At 8 p.m. that night, the bureau got a tip about Bulger's location, prompting a team to stake out an apartment building in the Princess Eugenia Apartments on 3rd Street in Santa Monica. After seeing the couple, the bureau later says agents lured out the gangster on a ruse and arrested him without too much trouble -- he was "generally cooperative," said Eimiller. Agents arrested Greig in the apartment, where the couple had been living under the aliases Charles and Carol Gasko.
The quick result of the nationwide advertising campaign has prompted some speculation that the bureau had known Bulger's location for some time, throwing out the public ad campaign to cover its tracks. Such theories reflect the complicated backdrop of the FBI's relationship with Bulger, who was a confidential informant for the bureau and was tipped off to his pending arrest back in 1995 by an FBI agent.

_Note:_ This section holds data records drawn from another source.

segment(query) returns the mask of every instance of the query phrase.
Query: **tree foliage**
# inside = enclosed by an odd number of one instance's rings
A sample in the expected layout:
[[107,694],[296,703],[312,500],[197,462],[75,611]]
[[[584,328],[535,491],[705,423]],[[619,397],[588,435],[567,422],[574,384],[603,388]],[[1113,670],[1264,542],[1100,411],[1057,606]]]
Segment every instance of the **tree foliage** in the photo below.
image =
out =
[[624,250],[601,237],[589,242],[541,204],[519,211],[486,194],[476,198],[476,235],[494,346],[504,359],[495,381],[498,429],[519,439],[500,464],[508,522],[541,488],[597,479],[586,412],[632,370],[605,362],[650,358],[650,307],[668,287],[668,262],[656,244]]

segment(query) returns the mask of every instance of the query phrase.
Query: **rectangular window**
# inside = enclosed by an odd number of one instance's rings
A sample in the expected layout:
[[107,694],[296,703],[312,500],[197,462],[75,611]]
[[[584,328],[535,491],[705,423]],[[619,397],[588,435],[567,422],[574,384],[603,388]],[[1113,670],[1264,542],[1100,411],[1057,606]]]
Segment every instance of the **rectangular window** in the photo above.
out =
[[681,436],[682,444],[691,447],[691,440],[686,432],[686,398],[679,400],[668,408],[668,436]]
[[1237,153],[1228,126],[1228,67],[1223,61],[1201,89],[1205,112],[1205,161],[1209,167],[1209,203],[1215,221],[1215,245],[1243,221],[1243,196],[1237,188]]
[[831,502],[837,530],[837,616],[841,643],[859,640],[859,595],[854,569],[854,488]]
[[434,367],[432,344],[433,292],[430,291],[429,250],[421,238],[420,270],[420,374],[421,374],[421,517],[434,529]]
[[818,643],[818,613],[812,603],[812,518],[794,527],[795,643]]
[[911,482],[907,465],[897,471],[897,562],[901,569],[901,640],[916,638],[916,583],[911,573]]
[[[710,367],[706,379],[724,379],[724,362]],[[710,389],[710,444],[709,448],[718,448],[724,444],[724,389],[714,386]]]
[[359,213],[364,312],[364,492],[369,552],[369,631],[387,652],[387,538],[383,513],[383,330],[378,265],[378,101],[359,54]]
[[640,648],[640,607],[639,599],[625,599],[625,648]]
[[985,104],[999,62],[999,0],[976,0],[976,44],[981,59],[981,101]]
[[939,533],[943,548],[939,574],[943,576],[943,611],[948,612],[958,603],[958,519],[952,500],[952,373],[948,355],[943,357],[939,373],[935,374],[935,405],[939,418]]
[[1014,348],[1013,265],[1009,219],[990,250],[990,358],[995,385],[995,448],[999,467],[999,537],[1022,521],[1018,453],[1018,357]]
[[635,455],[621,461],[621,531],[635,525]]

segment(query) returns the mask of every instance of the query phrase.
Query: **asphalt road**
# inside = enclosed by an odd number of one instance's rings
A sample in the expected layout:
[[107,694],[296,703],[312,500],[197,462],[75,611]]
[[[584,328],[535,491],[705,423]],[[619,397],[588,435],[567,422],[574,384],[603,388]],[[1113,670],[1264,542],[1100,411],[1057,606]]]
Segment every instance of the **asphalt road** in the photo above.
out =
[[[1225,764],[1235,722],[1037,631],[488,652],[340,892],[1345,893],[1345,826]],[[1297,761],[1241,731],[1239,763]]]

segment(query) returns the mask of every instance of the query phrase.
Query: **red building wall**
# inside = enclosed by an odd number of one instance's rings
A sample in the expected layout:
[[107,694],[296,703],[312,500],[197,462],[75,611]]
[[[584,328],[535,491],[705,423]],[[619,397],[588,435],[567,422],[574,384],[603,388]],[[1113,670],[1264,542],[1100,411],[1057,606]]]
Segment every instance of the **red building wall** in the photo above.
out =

Former FBI profiler Clint Van Zandt dismisses such speculation, saying that the bureau has been fiercely committed to finding Bulger, though his capture could end up exposing the bureau's secrets.
"There was a lot of intense frustration and it was a tense situation -- you're dealing with a top-level criminal informant, you're handling radioactive material," he said. "They looked for him in 19, 20 countries and the last good tip was in 2002 in the U.K., where someone who knew him saw him. The FBI and Scotland Yard flooded the area. But otherwise, the bureau was going under the premise that he was still in the U.S. -- after 9/11, unless you've got really, really good fake IDs, it's difficult to travel."
Van Zandt, who says he used to chase thousands of leads on missing heiress Patti Hearst as an agent back in the 1970s, says it made sense for the FBI to look for Greig.
"A man can keep a very low profile out of fear that he'll be recognized, and the woman can go out and get the things they need to shop," he says. "It's going to sound chauvinistic, but women need social contact more than men do -- having their hair done, etc. And if you find her, you find him."